Затем собравшимся раздавали деньги и ткани, некоторым – даже шелковые. Раздавали еду и вино – и народ был доволен и счастлив. Ну а если находились такие, что не казались счастливыми или даже роптали, то для таких существовало специальное управление, которым руководил уже упомянутый императорский евнух и советник первого класса Гао Ли-ши, и недовольные навсегда исчезали в особом отделении дворца Пылающего солнца, о котором люди предпочитали не говорить вообще.
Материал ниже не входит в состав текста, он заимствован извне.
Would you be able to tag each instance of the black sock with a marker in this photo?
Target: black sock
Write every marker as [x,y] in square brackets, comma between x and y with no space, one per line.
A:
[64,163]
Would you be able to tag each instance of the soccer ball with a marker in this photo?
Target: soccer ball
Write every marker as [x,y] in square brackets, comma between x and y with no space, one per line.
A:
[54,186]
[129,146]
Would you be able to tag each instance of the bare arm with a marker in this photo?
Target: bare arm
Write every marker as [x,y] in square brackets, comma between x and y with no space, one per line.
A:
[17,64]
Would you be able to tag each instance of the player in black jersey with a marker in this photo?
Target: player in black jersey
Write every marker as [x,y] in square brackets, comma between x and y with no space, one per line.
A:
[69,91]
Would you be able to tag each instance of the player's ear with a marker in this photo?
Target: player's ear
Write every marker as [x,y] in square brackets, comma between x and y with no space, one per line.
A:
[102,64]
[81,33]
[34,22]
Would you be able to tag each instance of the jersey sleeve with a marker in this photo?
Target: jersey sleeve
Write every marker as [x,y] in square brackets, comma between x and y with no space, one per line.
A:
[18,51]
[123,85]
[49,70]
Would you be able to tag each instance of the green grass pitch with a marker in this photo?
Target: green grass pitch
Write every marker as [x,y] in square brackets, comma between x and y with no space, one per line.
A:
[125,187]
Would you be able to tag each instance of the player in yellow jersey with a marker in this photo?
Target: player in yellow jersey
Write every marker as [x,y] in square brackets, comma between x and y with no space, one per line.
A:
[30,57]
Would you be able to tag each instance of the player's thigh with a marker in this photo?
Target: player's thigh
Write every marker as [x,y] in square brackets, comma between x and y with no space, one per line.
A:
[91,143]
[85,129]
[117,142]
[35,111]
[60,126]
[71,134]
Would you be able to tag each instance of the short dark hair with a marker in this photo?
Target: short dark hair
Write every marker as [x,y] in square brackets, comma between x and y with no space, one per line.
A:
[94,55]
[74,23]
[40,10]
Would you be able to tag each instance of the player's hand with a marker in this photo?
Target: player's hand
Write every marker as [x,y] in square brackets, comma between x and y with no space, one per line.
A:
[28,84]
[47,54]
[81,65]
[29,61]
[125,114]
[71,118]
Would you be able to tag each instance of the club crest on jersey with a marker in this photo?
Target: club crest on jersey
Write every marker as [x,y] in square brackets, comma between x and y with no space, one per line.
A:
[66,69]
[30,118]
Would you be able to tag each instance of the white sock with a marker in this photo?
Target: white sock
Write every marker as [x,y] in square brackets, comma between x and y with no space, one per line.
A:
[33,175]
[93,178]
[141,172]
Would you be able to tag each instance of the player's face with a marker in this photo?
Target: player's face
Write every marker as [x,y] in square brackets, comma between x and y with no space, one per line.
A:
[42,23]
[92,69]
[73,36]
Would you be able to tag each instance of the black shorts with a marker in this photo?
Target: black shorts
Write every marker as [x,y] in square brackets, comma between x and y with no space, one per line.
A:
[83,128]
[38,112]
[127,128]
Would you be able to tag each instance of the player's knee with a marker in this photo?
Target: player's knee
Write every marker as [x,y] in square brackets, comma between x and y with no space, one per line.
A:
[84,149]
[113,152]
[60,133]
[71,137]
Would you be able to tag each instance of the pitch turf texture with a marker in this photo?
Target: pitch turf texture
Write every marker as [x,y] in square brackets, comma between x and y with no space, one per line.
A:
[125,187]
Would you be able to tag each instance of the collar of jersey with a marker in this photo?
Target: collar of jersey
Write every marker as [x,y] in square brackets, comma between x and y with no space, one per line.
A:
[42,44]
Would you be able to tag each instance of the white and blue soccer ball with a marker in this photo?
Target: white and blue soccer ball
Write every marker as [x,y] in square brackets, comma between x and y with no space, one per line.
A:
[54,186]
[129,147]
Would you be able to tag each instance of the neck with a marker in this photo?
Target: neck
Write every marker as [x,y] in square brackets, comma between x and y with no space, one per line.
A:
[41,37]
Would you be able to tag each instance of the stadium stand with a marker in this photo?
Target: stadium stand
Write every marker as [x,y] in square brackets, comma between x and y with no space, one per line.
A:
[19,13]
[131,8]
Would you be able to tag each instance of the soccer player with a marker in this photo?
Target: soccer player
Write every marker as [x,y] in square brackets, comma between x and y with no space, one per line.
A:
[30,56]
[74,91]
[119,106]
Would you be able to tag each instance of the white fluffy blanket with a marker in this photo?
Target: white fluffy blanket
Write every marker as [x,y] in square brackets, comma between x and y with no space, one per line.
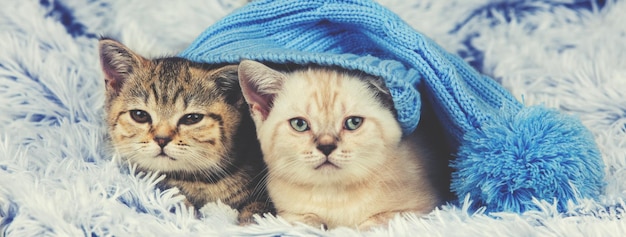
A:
[57,178]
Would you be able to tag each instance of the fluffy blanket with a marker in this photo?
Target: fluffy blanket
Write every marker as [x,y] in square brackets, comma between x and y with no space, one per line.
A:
[58,178]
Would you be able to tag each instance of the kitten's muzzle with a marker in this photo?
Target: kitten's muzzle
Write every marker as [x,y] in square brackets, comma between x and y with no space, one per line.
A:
[162,141]
[327,149]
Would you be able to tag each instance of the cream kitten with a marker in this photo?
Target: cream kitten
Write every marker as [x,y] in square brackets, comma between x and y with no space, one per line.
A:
[334,149]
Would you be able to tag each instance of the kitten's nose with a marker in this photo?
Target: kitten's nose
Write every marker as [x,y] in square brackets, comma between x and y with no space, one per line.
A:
[327,149]
[162,141]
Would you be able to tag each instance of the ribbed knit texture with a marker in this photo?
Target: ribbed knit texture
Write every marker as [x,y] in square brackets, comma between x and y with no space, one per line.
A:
[357,35]
[362,35]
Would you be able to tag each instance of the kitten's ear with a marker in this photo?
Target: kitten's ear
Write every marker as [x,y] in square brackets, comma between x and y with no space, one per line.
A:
[259,85]
[117,63]
[227,80]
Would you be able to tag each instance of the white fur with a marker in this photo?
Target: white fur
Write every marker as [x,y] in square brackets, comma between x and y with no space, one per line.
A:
[56,177]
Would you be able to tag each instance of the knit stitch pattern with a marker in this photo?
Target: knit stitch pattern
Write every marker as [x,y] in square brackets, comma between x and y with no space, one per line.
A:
[362,35]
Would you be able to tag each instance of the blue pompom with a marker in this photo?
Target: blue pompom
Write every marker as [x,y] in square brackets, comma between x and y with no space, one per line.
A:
[537,152]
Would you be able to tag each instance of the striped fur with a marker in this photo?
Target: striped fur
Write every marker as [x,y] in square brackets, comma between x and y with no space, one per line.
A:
[185,120]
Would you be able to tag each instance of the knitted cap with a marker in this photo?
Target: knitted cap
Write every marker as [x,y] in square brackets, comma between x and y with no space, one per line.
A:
[362,35]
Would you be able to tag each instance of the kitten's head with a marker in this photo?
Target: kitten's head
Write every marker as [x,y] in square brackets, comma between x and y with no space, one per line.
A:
[320,125]
[170,114]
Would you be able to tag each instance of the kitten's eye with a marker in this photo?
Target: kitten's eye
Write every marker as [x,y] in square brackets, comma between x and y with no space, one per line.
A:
[299,124]
[189,119]
[140,116]
[352,123]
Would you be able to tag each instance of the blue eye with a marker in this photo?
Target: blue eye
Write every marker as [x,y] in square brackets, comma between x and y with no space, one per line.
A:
[352,123]
[299,124]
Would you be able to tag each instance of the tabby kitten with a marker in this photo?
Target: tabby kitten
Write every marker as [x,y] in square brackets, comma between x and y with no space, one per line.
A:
[334,149]
[185,120]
Правда, в последние годы в столице, а оттуда и по государству поползли невнятные тревожные слухи. Эти слухи тут же с небывалой расторопностью перехватывались и изымались, но не могли быть, очевидно, изъяты до конца и – грязные, позорящие божественного императора – растекались по провинциям, проникая в шатающиеся умы. Они, эти слухи, утверждали, что престарелый император давно уже не тот народный правитель, каким был некогда, но лишь фигура для игры в руках императорского евнуха и первого министра. Что он только ширма, за которой прячутся два первых чиновника государства, обделывая свои дела. С тех пор, говорили слухи, как шестидесятилетний император увидел пятнадцатилетнюю красавицу Ян Гуй-фэй во время купания в теплых источниках на горе Ли, он забыл обо всем, ни о чем больше не думал и презрел свой священный долг ради этой девчонки.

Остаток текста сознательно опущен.